Seguidores

miércoles, 3 de enero de 2018

El guarda de montes


Los jueves por la tarde nos llevaban de paseo por la carretera de Asturias arriba para que respirásemos un poco del aire quemado de la gasolina de los camiones y viésemos de paso cómo era el mundo que acechaba al otro lado de los pinos que rodeaban el seminario. Llegábamos a un altozano con unas camperas desapacibles y allí en tristes juegos y deshilvanadas conversaciones pasábamos el tiempo hasta la hora de la merienda, que nos la daban al volver y era un chusco de pan y una manzana de alguna de las huertas que el señor obispo tenía plantadas por la diócesis.

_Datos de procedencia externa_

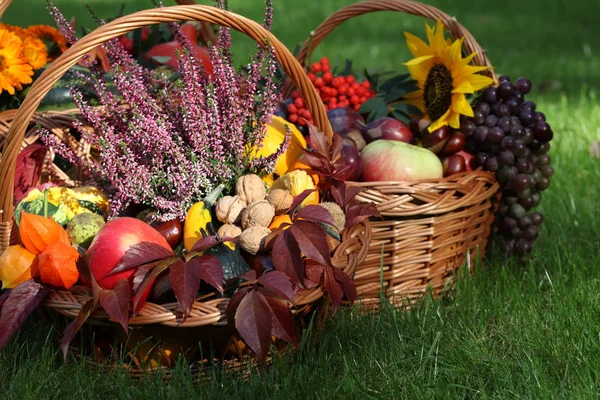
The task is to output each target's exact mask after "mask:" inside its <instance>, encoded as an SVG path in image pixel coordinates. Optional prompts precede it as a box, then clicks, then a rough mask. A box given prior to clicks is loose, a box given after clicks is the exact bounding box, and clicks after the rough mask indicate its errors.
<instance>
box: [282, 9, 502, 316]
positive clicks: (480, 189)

–Un hombre pregunta por ti –me vino a decir Marcelo, que tenía el don de intervenir a la vez en todas las discordias y controversias que se formaban en los distintos grupos, la mayoría a propósito del fútbol y de las mujeres, tema este último en el que era experto Fidalguín, siempre dispuesto a enumerar con todo lujo de pormenores las virtudes corporales que adornaban a las de su pueblo, en el corazón del Páramo.

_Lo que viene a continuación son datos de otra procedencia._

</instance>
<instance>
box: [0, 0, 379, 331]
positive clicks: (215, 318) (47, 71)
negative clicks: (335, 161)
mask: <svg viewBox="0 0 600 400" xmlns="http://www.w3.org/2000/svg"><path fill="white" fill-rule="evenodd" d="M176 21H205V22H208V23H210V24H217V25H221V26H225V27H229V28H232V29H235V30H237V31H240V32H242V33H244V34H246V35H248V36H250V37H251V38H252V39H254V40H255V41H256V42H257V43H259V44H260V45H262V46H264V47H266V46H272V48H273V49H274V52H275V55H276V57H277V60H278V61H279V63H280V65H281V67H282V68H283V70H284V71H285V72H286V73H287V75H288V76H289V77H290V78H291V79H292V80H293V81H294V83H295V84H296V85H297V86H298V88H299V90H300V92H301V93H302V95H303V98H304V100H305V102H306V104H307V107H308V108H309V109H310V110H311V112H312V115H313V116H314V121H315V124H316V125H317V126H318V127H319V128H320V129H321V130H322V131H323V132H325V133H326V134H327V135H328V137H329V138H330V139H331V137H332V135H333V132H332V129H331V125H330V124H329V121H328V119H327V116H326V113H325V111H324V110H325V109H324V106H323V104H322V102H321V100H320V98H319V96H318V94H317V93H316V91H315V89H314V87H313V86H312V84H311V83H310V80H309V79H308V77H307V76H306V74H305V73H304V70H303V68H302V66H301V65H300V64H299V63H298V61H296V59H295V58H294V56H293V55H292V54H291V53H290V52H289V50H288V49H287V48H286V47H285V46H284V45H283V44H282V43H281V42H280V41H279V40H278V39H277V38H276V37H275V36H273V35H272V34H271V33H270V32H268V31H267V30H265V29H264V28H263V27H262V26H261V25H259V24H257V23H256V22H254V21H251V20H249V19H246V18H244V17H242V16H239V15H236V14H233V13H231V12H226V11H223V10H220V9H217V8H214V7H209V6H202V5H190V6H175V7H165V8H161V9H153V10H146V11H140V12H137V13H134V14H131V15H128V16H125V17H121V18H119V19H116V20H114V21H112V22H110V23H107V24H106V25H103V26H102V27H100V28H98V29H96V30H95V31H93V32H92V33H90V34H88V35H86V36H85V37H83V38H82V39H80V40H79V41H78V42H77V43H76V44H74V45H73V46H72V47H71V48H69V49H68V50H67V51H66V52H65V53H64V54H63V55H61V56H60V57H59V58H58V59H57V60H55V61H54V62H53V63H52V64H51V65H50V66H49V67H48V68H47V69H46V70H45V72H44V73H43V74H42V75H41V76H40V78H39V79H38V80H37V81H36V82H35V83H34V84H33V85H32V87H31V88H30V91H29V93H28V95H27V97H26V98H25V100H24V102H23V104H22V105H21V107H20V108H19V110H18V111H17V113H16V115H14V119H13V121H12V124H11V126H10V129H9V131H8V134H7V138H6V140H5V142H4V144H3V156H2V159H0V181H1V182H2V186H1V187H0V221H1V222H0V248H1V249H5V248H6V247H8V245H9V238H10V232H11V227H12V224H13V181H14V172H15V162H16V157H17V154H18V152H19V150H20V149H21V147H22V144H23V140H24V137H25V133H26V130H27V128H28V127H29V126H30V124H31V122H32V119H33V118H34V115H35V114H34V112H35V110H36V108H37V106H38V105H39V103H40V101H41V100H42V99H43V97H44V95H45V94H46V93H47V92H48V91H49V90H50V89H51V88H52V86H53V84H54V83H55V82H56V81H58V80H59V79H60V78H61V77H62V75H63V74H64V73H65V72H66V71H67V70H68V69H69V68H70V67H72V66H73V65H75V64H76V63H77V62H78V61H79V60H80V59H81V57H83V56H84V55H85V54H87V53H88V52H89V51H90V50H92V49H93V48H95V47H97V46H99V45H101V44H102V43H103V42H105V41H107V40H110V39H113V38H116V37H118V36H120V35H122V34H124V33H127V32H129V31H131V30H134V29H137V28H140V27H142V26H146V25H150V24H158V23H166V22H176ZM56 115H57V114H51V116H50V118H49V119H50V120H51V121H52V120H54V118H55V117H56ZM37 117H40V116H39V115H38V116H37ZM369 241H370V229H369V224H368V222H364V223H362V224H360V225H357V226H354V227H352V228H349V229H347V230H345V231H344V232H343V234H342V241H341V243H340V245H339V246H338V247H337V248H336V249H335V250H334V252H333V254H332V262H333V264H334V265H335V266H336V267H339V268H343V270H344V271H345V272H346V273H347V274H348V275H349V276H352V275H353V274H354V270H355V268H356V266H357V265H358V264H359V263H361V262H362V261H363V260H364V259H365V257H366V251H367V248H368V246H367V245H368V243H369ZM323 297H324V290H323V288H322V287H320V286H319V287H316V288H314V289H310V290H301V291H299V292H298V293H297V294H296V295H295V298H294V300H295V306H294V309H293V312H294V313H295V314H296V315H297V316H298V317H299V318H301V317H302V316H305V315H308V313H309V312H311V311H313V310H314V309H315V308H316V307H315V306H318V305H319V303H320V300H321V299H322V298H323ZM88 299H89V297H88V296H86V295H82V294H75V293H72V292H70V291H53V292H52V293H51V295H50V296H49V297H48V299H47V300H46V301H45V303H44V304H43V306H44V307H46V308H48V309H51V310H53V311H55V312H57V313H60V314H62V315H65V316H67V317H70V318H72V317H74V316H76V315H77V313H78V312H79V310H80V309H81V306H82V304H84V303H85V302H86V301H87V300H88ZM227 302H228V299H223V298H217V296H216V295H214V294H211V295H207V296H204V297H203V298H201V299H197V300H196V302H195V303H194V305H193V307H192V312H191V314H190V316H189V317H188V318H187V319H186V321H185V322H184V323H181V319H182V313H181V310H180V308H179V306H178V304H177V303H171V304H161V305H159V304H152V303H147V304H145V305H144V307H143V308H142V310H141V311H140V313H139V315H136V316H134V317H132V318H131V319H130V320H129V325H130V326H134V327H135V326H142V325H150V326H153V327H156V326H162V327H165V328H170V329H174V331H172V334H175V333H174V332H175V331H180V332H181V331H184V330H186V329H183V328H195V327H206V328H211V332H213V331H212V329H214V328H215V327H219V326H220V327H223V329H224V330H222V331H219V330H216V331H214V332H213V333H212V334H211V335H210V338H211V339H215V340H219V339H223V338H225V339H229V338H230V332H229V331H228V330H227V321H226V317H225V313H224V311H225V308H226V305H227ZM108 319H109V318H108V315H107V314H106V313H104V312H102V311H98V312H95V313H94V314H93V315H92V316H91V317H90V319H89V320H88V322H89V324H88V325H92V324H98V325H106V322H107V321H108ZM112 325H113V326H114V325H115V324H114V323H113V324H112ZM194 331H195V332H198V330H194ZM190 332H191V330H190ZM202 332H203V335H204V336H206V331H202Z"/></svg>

Y me señaló hacia el otro lado de la carretera, donde se alzaba el sanatorio antituberculoso.
Solo el nombre me daba miedo, sobre todo desde que unos meses atrás nos habían puesto la vacuna y a algunos nos había salido en el brazo un bulto redondo y rojizo que escocía. Estábamos tuberculosos, y la voz se corrió por todo el seminario. Nos iban a encerrar en el sanatorio antituberculoso, y allí tendríamos que pasar unos cuantos años, aislados para no contagiar a nadie. Teníamos el bacilo de Koch, según informaba la enciclopedia que consultaba cada día, y aunque de momento no se manifestaban, no tardarían en aparecer los síntomas: dolores torácicos, tos, expectoración con sangre, ruidos bronquiales…
Luego resultó que no, que habíamos estado en contacto con los bacilos pero no habíamos desarrollado la enfermedad, y para prevenirla nos dieron unas cajas de pastillas que fueron nuestro estigma a la hora de las comidas en el refectorio hasta que no acabamos de tomarlas.
Me acerqué con paso cauteloso, lo suficiente para verle de lejos sin que él se sintiera observado.
El sanatorio estaba rodeado de una valla metálica que llegaba hasta muy cerca de la cuneta, y allí, detrás de esa valla, agarrado a ella con las dos manos, expectante y avizor, estaba el señor Ambrosio.  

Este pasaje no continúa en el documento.